Ryan records how the earliest known handball alley constructed in Ireland dates from around the 1790s and was located at Carnew, Co. Wicklow.

The building of handball alleys continued across almost 200 years. Some were gifted or part-funded by local elites, others were built using the voluntary labour of local people who financed the alley themselves.

They became a focal point of social life in countryside and town. Great matches drew crowds and tournaments ran all day, against a backdrop of gambling and courtship and general revelry.

As the journalist and historian Paul Fitzpatrick has written, there was a great building spree in the early decades of the new Free State. A court was built at Belcoo (on the Fermanagh-Cavan border) in 1939 to meet “a long-felt want as there is no alley within a radius of 12 miles”. Alleys were also built at a range of education, health or other institutions. In places such as the Mental Hospital at Grangegorman alleys were built side-by-side. And there was also the building of handball alleys around pubs.

There was no one type of alley. In the west it was common for alleys to have short side-walls in order to enfold adjoining road space into the playing area.

In short, the many variations of alleys were shaped by local circumstance and this was readily apparent in the more than 800 handball alleys standing across Ireland in the early years of the new millennium.

Their unique architecture tells only part of the story.

They thrived as sites of popular recreation, places where people could gather and play or watch. Or just sit. The image of the ball alley with dozens of bikes scattered around its perimeter waiting to be reclaimed by their owners is one of the great iconic images of mid-20th century Ireland.

But then, as Fitzpatrick explained, “the local interest that spurred committees to go to the trouble, in straitened times, to gather up the money to buy materials, find a site and construct an alley was very significant, but somewhere along the line, that light was dimmed.”

And now, however, (although there are alleys that have been roofed and modernised) what remains are usually merely shells, reeking of urine and bespoiled by litter. It is as if they have been dropped in from another world.

THE idea that the handball alley should serve as the focal point of communities all across Ireland is long dead. It is a death that has left handball alleys abandoned on the landscape without obvious purpose.

What remains of them offers insight into the past – and into what has been left behind. Buildings relating to sport do not simply meet the functional requirements of a sport. Instead they do much else. They can be used to reflect the social significance of a sport and the social standing of the membership.

As Hugh Campbell has written, such places range from “the determinedly grand or exuberant, to the studiedly informal”.

The best handball alleys carry a certain grandeur — albeit one that is relatively simple.
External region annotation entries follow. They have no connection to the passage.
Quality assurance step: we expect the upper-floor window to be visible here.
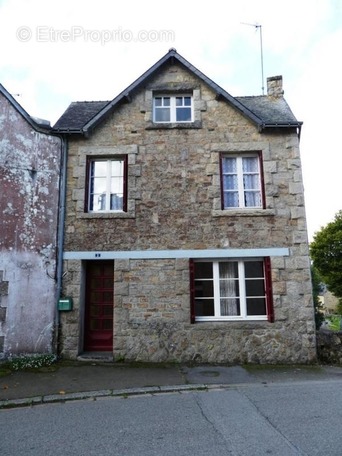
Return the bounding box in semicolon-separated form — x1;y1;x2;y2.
153;95;193;123
190;258;273;321
87;157;127;212
221;154;263;209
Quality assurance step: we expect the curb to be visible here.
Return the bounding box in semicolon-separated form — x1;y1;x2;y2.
0;383;208;410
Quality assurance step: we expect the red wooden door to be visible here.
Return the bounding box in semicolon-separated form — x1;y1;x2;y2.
84;261;114;351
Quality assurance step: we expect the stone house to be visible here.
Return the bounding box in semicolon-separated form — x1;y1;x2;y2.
54;49;316;363
0;85;62;358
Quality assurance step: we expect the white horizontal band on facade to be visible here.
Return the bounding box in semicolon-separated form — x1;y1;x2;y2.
63;247;290;260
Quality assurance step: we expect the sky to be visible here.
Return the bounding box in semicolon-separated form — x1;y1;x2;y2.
0;0;342;241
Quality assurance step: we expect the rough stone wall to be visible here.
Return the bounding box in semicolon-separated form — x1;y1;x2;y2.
0;95;61;357
61;66;316;363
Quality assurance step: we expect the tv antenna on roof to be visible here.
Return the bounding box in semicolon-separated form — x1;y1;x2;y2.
241;22;265;95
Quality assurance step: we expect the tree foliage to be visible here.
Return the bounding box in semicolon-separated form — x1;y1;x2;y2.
310;211;342;298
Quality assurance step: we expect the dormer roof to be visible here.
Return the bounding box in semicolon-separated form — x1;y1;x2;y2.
53;48;302;136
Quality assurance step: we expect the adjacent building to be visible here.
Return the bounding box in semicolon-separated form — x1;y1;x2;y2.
0;85;62;358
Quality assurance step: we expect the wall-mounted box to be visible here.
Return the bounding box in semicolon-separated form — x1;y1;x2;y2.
58;298;72;310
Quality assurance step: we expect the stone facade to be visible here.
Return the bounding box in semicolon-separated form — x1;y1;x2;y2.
0;86;61;358
60;54;316;363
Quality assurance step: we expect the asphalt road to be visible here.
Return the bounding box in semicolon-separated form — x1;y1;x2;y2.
0;380;342;456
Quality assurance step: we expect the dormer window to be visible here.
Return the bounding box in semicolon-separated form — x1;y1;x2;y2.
153;95;193;123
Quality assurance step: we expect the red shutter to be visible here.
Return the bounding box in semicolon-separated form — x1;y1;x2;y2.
258;152;266;209
220;153;224;210
189;258;196;323
264;257;274;323
122;155;128;212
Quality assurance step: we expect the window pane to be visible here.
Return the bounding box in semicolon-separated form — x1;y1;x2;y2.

More than that, they stand as historical monuments to aspirations of another era and the idea of a thriving local community coming together in a place that was not defined by alcohol or by any commercial interest.

Perhaps their greatest, defining attribute is that they were free to use. They were almost invariably available for people to just walk in and hit a ball. Perhaps the thing that cost them their centrality is that they did not offer an opportunity to make money, aside from the bets that were sometimes laid.

Either way, handball remains an important sport in the lives of those who love it — the regret must be that it is not loved by more.

It is true that there are corners of Ireland which remain deeply committed to the game, places where the love of handball is vivid and transcends generations.

These devotees of handball will ensure that the game continues to thrive in those geographical pockets.

It is true also that the development of one-wall handball in recent years offers further possibilities for growth.

The question is whether there is an appetite to commit to the development of a sport which is elemental to human play across millennia.